Anatomy of a Miracle
by Jonathan Miles
What constituites a miracle? (1/27/2018)
Jonathan Miles' new novel, Anatomy of a Miracle is referenced by the author as both a true story and a novel. Fiction or non-fiction? Like most novels it is a blending of both what could have happened and what did actually happen. Miles' writing is dense and none of it is to be skipped or skimmed. He packs a powerful right hook at religion, science, the medical field, and humanity sparing none of them from his gentle humor and alternatingly scathing attacks. All the characters are expertly and roundly drawn so as to make them come-along-side acquaintances of the reader. At the end of the novel one is left with the question, what is a miracle? This book is a must read. Particularly compelling for me were the descriptions of life in a war zone. But then, the whole book is - metaphorically speaking - about a war zone.
The Children
by Ann Leary
The Children by Ann Leary (5/2/2016)
The Children is a humorous, wandering story of a family as it adjusts to the death of its patriarch, Whit Whitman. Each character is a little off-center, a little quirky. The plot meanders through the spring and summer leading up to one son's marriage. However, in the midst of this fun little saga, a malevolent shadow looms. The novel turns from tongue-in-check belly laughter into a thriller which goes second by second to its surprise conclusion. The characters are like my own siblings by the end of the story-a little off beat, a little contentious, but wholly developed individuals. The plot does digress at times to the point of distraction, but is an engaging, fully enjoyable adventure in the beautiful scenery of a lakeside in Connecticut. I had a hard time putting it down the weekend I read it. A delight!
Enduring Courage: Ace Pilot Eddie Rickenbacker and the Dawn of the Age of Speed
by John F. Ross
Not For Me (4/5/2014)
Although Enduring Courage starts out with an interesting biographical sketch of Eddie Rickenbacker's early life and his increasing interest in engine and racing, by page 51 I was totally bored and had to quit.

With that in mind, my review may be too biased and uninformed and should be ignored, but I believe that this book would only make interesting reading to those among us who are fascinated with the minute details of engines, the excruciating descriptions of early racing conditions and difficulties.

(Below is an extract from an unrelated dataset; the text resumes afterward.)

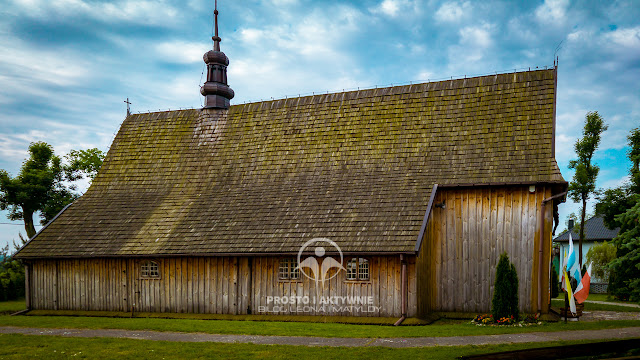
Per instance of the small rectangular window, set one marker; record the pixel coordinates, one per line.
(288, 269)
(150, 270)
(358, 269)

So much time is spend on them and not the man himself.

Plus, the author uses some rather bizarre descriptive phrases in the book that just had to make me laugh! I hope no one who is not a native English speaker or even someone who is, would know what "Barnumesque hucksterism", (Pg42) is. A really descriptive phrase made me nauseated and laughing. That being on page 21 "the nose-hair-curling reek of the foundries and tanneries".

The book did flow-from one boring race to the next in which you were treated to an overly detailed dry description of track conditions, cars and mud. As I said before, this book will have great appeal to those who follow the exact details of car racing and the development of aviation.